Rivals Liverpool and Manchester United to meet in International Champions Cup

Liverpool and Manchester United will take their bitter rivalry on the road again – but what’s changed since they last met overseas? In 2014, just weeks after the appointment of Louis Van Gaal to the top job at Old Trafford, the Red Devils were 3-1 winners over Brendan Rodgers’ Liverpool side.

Rodgers’ men were themselves fresh from narrowly missing out on the Premier League title in 2013/14, as arguably the Premier League’s two biggest rivals went head-to-head in Miami, in their only friendly during the modern era. Four years on, Sky Sports looks back on what was the final of the International Champions Cup in 2014 – before the pair meet in Michigan on Saturday night.

What happened last time?
Steven Gerrard scored an early penalty after Raheem Sterling, now of Manchester City, was taken down by Phil Jones in the United box. Philippe Coutinho pulled a superb save out of David de Gea before the break, but even before falling behind United should have been ahead, but for Javier Hernandez’s miss from Ashley Young’s cross with eight minutes on the clock.

New signing Rickie Lambert should have doubled the Reds’ advantage just after the break, but after he shot straight at De Gea, United’s Wayne Rooney – chosen as captain, a role he would end up taking on permanently – levelled within minutes on the volley from Hernandez’s cross. Juan Mata’s shot deflected beyond Simon Mignolet less than two minutes later to put United in front, and Jesse Lingard added a third late on from outside the box to seal the ICC trophy.

Who was playing?
Manchester United: De Gea, Evans, Smalling, Jones, Valencia, Herrera, Fletcher, Young, Mata, Rooney, Hernandez.

Liverpool: Mignolet, Kelly, Skrtel, Sakho, Johnson, Gerrard, Allen, Henderson, Coutinho, Lambert, Sterling.

Having perfected the 3-5-2 formation during his time as Holland boss at World Cup 2014, Van Gaal had deployed it during United’s spell in the USA for the ICC, and stuck with it for the final too.Jonny Evans is the only one of the back three who has since left the club – he lasted only another year before leaving for West Brom.

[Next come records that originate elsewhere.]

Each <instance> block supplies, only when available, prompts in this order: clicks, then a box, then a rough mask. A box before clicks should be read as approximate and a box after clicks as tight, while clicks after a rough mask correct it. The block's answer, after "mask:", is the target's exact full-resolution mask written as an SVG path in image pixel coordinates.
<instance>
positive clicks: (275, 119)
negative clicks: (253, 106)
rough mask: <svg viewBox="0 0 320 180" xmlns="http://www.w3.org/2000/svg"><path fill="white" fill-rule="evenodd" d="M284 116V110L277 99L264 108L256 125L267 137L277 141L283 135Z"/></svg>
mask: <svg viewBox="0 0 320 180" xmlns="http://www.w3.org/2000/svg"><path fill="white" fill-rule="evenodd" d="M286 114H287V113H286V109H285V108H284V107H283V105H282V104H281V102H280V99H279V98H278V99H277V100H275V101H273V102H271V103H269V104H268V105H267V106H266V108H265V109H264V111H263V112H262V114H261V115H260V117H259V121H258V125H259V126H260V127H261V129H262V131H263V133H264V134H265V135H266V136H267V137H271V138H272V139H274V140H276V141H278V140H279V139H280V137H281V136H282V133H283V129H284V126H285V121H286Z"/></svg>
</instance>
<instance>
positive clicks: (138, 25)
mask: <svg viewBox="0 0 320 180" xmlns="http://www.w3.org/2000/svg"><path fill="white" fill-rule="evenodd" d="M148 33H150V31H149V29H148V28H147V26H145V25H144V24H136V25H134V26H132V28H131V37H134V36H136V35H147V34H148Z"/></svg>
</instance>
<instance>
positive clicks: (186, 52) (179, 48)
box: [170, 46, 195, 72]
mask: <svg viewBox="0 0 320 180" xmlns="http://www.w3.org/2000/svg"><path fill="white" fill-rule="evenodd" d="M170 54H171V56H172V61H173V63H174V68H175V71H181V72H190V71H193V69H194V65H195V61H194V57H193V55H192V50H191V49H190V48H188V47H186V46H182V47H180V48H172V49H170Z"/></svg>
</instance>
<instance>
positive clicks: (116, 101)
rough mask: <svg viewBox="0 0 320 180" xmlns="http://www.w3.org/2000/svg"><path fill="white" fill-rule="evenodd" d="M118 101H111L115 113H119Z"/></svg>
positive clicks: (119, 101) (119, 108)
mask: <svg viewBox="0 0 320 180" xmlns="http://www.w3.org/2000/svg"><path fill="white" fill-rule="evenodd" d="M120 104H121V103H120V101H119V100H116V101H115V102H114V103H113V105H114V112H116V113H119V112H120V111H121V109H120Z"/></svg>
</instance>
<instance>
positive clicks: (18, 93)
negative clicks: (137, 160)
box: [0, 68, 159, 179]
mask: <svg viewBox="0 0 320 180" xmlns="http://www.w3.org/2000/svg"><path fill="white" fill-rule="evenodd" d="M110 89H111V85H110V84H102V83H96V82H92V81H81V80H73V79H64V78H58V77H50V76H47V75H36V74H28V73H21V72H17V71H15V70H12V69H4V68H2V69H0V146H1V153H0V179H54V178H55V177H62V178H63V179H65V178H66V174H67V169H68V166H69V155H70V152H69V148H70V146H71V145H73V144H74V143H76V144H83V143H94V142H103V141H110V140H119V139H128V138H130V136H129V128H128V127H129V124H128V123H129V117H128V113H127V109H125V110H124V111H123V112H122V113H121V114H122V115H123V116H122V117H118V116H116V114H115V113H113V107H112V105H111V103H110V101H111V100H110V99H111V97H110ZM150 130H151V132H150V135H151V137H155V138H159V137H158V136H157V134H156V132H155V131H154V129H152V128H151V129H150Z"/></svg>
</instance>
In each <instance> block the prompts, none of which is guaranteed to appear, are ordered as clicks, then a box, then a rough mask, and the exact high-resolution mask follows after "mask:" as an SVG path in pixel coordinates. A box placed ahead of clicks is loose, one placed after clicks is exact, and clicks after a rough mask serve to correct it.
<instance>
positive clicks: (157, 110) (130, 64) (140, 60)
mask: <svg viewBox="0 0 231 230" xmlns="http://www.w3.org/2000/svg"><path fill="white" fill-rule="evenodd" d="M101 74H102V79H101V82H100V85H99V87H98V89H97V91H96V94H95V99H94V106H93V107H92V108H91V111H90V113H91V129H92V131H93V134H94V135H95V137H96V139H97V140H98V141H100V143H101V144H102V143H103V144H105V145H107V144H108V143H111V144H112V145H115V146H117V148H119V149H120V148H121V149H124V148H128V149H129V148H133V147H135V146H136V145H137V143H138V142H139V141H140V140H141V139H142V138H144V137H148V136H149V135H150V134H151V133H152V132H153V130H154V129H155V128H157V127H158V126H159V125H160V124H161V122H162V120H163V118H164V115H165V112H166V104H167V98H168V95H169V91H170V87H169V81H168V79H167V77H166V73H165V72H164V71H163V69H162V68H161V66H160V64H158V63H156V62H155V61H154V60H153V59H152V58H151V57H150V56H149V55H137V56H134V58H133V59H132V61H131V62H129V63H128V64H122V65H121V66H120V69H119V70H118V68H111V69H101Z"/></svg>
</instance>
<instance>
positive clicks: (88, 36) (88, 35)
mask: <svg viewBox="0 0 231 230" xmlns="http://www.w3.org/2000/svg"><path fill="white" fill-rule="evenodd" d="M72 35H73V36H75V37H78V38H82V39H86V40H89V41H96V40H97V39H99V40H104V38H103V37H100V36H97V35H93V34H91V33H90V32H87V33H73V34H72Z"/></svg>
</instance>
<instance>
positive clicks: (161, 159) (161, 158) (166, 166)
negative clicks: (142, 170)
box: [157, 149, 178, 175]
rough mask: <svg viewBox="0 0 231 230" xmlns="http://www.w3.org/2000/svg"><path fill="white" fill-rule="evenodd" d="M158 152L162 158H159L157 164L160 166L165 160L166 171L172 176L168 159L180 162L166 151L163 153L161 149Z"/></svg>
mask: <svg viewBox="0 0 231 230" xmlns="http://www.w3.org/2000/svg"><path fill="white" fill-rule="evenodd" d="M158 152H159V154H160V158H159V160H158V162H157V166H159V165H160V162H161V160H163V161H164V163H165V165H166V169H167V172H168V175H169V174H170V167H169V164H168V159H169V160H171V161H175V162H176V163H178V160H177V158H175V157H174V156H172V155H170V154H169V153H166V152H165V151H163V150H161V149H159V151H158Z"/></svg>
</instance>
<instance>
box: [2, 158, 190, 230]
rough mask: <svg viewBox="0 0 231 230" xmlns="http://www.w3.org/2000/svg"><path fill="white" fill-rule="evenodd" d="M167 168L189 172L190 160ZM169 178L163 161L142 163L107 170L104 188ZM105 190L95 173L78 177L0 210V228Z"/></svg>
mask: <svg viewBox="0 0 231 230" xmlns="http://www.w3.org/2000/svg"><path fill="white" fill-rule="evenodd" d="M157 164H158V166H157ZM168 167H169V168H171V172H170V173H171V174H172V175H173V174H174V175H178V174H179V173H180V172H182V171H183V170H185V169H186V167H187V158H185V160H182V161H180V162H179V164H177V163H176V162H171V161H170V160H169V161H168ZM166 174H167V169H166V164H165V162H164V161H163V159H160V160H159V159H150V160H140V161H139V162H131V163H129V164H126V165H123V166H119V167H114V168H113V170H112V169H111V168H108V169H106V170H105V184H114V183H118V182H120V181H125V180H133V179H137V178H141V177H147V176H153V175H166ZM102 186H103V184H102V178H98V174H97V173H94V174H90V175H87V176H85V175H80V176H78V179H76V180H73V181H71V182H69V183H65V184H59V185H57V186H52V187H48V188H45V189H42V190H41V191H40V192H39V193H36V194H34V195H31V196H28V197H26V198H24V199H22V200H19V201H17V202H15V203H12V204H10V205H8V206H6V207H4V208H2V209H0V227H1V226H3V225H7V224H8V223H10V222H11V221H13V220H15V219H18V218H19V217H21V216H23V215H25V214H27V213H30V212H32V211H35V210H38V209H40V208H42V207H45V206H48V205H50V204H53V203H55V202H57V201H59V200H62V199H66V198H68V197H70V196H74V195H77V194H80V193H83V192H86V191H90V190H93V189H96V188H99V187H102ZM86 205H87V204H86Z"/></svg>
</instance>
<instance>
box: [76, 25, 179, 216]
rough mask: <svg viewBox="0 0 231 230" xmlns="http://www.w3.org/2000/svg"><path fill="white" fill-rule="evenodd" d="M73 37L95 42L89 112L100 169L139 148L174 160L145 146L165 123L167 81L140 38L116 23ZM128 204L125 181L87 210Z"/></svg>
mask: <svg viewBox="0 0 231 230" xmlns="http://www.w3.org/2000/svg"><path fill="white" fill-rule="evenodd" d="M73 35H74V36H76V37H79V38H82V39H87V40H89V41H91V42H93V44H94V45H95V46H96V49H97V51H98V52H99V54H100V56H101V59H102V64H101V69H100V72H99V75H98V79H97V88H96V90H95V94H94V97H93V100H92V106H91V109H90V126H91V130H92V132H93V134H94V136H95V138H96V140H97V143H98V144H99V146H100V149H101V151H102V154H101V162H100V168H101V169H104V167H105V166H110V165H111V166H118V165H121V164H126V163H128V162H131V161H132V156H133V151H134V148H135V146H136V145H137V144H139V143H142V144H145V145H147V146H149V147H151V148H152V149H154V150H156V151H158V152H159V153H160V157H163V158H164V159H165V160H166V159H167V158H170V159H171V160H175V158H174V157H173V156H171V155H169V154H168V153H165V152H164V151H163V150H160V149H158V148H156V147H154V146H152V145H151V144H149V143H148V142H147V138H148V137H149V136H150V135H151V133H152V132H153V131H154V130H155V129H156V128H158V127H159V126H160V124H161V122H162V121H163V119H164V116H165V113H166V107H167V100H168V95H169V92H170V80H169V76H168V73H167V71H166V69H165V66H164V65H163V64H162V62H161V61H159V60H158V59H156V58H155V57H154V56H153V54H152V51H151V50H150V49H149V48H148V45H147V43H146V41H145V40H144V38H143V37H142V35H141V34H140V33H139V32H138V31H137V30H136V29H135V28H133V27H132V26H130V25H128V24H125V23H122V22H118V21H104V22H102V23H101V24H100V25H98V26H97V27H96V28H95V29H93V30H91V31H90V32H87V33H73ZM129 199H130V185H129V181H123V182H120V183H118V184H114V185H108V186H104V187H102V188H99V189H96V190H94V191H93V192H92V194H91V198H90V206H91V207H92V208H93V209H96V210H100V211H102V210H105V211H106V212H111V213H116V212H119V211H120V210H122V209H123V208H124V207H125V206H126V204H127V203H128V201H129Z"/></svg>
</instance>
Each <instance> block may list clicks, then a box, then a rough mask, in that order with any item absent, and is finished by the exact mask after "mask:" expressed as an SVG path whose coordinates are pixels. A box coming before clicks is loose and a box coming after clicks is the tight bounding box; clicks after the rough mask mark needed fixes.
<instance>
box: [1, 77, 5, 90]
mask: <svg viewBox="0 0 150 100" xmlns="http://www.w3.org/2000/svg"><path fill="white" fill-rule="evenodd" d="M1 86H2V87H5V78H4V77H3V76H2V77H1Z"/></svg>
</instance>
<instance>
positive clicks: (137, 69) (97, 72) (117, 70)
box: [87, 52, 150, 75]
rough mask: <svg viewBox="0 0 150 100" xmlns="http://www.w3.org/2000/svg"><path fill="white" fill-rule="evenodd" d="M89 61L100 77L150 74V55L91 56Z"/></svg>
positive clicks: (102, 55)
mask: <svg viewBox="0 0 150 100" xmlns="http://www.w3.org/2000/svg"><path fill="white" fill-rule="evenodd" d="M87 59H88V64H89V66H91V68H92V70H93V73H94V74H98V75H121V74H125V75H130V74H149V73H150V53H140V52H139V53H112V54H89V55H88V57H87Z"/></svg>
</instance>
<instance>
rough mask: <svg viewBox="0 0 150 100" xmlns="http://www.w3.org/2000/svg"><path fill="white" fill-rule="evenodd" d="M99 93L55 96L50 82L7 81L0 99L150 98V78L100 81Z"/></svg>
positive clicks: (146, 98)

Elsewhere, only Darren Fletcher, Rooney and Hernandez have departed, with the latter initially spending a season on loan at Real Madrid only weeks after this game. Liverpool’s line-up, forged in the shadow of Luis Suarez’s departure, has changed far more drastically over the last four years. All of the back four who started that evening have left – with Martin Kelly departing the following month for Crystal Palace, and Glen Johnson a year later to Stoke. Gerrard, the Reds’ captain, is now Rangers manager, while Rickie Lambert has also retired.

What’s changed?
Well as much as the personnel on the pitch, off it things are a lot different too. Jose Mourinho and Jurgen Klopp will be in the respective dug-outs in Michigan on Saturday, with both harbouring hopes of a Premier League title challenge this season.

Both have spent heavily since arriving in the north west, with Liverpool spending close to £200m this summer alone on the signings of Naby Keita, Fabinho, Alisson and Xherdan Shaqiri.

Mourinho’s spending has mostly been focused over the last two seasons, breaking the world transfer record to sign Paul Pogba in 2016, before adding Romelu Lukaku, Alexis Sanchez and Nemanja Matic last summer.Of the 22 players who played in the ICC final in 2014, 11 are still with their clubs, while the same number have moved on or retired in the interim.